Title and real-world question/goal (and why it’s interesting)
Dataset: what it contains, where it came from, strengths/limitations
Approach: your technical method, including key choices and why you made them
Evaluation: quantitative results AND qualitative analysis. For any number you report, also ask: what does this number actually mean for the real problem, and what doesn’t it capture?
Analysis of errors or failure cases
Comparison of alternatives (different approaches, hyperparameters, data choices)
Summary: did you achieve your goal? Why or why not?
Limitations and future work: be specific. Not “I ran out of time to do X” but “these results assume Y, which might not hold when…”
Checklist:
Explains why you made various decisions
Backs up claims with evidence (numbers, examples)
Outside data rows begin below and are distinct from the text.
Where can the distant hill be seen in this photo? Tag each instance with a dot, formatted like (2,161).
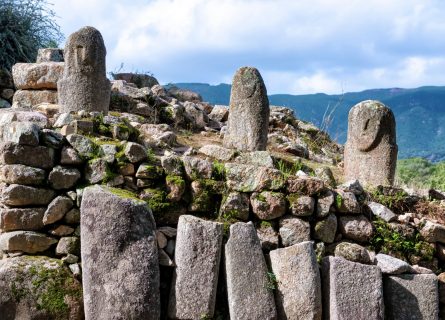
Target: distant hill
(420,113)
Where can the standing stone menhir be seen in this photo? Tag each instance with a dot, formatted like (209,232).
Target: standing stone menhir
(371,149)
(119,257)
(84,85)
(249,112)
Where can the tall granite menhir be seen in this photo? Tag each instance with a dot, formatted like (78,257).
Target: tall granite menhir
(371,149)
(84,85)
(249,112)
(119,257)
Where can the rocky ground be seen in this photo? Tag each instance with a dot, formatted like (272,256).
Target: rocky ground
(164,147)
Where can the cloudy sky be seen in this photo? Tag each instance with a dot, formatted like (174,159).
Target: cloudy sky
(299,46)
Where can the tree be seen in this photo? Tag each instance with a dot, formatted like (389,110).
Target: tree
(25,26)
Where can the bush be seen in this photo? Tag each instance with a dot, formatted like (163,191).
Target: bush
(25,26)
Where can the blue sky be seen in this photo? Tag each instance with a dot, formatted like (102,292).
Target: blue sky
(300,47)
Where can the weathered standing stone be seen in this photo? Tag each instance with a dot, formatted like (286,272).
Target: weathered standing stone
(351,290)
(371,149)
(84,85)
(246,274)
(197,258)
(411,297)
(298,293)
(119,257)
(249,112)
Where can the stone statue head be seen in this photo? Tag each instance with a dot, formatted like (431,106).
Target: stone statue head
(85,52)
(370,121)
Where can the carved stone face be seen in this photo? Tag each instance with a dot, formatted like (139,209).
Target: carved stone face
(366,124)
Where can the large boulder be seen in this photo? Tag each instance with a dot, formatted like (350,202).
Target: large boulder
(197,257)
(298,293)
(249,112)
(119,256)
(247,276)
(36,287)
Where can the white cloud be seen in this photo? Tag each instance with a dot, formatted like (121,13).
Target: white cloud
(299,46)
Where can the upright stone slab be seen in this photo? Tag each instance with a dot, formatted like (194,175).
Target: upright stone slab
(411,296)
(351,290)
(298,294)
(371,149)
(248,122)
(84,85)
(197,258)
(119,257)
(247,277)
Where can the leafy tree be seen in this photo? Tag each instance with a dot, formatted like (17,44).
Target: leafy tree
(25,26)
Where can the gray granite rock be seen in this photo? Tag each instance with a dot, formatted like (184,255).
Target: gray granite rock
(32,286)
(17,195)
(371,149)
(38,157)
(20,174)
(57,209)
(249,112)
(294,230)
(298,293)
(411,297)
(29,219)
(25,241)
(351,290)
(118,241)
(391,265)
(63,177)
(246,274)
(379,210)
(84,85)
(197,258)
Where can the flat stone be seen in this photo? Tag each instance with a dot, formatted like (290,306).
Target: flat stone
(28,99)
(294,230)
(21,174)
(38,157)
(120,242)
(325,201)
(23,133)
(250,178)
(357,228)
(135,152)
(246,275)
(433,232)
(217,152)
(352,252)
(351,290)
(18,195)
(298,293)
(305,185)
(26,241)
(268,205)
(326,229)
(32,286)
(301,206)
(37,75)
(63,177)
(382,212)
(236,204)
(197,257)
(411,296)
(28,219)
(57,209)
(68,245)
(391,265)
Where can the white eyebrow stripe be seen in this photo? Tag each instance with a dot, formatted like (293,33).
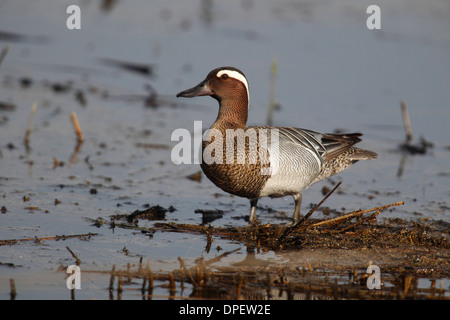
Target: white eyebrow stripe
(238,76)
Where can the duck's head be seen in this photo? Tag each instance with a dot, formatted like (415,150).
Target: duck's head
(225,84)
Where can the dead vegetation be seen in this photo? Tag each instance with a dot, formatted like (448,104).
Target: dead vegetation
(408,250)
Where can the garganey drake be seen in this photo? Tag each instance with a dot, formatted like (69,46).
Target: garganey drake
(297,157)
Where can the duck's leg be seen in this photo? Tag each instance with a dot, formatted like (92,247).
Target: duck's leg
(298,202)
(252,217)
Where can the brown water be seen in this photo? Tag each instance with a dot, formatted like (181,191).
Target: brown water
(332,73)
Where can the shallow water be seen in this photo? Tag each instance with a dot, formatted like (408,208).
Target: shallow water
(332,73)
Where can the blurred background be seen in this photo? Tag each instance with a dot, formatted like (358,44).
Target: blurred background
(316,62)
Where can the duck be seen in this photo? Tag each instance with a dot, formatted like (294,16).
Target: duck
(265,161)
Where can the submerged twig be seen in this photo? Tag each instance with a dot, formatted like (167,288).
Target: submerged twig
(3,54)
(356,213)
(406,121)
(273,75)
(36,239)
(77,127)
(77,261)
(28,132)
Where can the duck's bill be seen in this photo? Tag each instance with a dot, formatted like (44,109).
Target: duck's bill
(202,89)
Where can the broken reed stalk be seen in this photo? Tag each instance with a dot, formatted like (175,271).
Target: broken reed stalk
(30,120)
(273,75)
(406,121)
(3,54)
(356,213)
(77,261)
(13,292)
(77,127)
(13,241)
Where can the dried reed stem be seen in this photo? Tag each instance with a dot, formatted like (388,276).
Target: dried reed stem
(356,213)
(77,127)
(3,53)
(30,120)
(406,121)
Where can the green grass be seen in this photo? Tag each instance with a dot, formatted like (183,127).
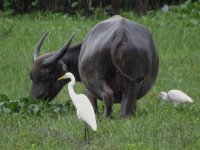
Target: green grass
(155,125)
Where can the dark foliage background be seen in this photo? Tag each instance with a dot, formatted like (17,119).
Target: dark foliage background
(85,7)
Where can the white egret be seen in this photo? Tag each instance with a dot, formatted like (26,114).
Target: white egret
(83,106)
(175,96)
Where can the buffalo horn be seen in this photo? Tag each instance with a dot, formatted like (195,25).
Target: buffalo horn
(37,47)
(57,56)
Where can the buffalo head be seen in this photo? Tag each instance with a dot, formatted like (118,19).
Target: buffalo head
(45,71)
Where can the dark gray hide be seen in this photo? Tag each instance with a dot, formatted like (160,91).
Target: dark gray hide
(49,67)
(118,63)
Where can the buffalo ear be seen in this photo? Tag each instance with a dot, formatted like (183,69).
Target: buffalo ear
(62,65)
(38,46)
(58,55)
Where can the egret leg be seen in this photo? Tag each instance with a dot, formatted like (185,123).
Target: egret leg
(87,136)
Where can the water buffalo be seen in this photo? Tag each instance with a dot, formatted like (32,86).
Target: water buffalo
(118,63)
(49,67)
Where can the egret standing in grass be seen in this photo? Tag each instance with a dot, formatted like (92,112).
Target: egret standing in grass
(83,106)
(175,96)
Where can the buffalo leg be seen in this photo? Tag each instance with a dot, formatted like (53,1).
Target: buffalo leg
(107,96)
(92,99)
(129,102)
(105,92)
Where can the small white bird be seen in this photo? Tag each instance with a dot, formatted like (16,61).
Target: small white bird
(83,106)
(175,96)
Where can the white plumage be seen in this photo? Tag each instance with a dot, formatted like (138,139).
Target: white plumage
(175,96)
(83,105)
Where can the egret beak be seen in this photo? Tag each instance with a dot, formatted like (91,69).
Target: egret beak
(61,78)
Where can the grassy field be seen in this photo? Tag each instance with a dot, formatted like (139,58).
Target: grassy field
(155,125)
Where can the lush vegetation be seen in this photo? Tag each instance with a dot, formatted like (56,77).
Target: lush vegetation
(85,7)
(156,125)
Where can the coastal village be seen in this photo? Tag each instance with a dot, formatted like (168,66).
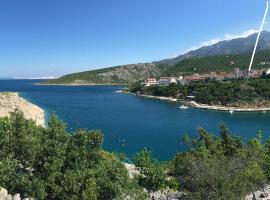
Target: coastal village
(217,76)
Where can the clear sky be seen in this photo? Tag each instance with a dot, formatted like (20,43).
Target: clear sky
(40,38)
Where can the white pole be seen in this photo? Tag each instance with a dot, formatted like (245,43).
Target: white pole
(258,37)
Cites sources for any ideas not your own
Reflection
Write an individual reflection (about a page):
Objectives: Which course objectives does this project demonstrate? For each one, write a sentence or two about how. Compare to what you claimed in your proposal — did you end up demonstrating what you planned? More? Less?
Portfolio quality: How would you rate this project (A/B/C/D)? What makes it strong, and what would have made it stronger?
Interview question: Imagine discussing this in a technical job interview. What question does the interviewer ask, and what’s your answer? (Ask an LLM for feedback on this one.)
Share GitHub repos with kcarnold or make them public
Include notebooks. Run “Restart and Run All” before submitting if possible.
Include instructions for acquiring any data used (don’t upload large datasets)
Grading
Minimum bar
Every project must meet these to count as submitted:
Report is organized, well-written, and cites sources
Code is submitted and documented
You presented
Reflection is complete
Objectives
Your proposal specifies which objectives the project demonstrates. Your reflection self-assesses whether it does. The instructor will confirm or adjust.
Demonstrating an objective in the project counts as meeting it at M (Met) level, and demonstrating it well counts as E (Exemplary). See the syllabus for the criteria for each level.
Holistic quality
In your reflection, you’ll propose a holistic grade (A/B/C/D) based on the portfolio framing:
A — strong enough that I could write you a recommendation letter based on this
B — definitely worth including in your portfolio
C — could include it, but not if you have stronger work
D — probably not portfolio-worthy
Some ways to get to A or B:
Go under the hood on something: analyze what the model is actually doing, not just what it outputs
Evaluate meaningfully: qualitative + quantitative, and connect numbers back to the real problem
Make and justify decisions: explain why you made the choices you did, and what the alternatives were
Specific limitations: not generic concerns, but concrete examples tied to your project
You’re strongly encouraged to reach out to the instructor for feedback on your progress regularly.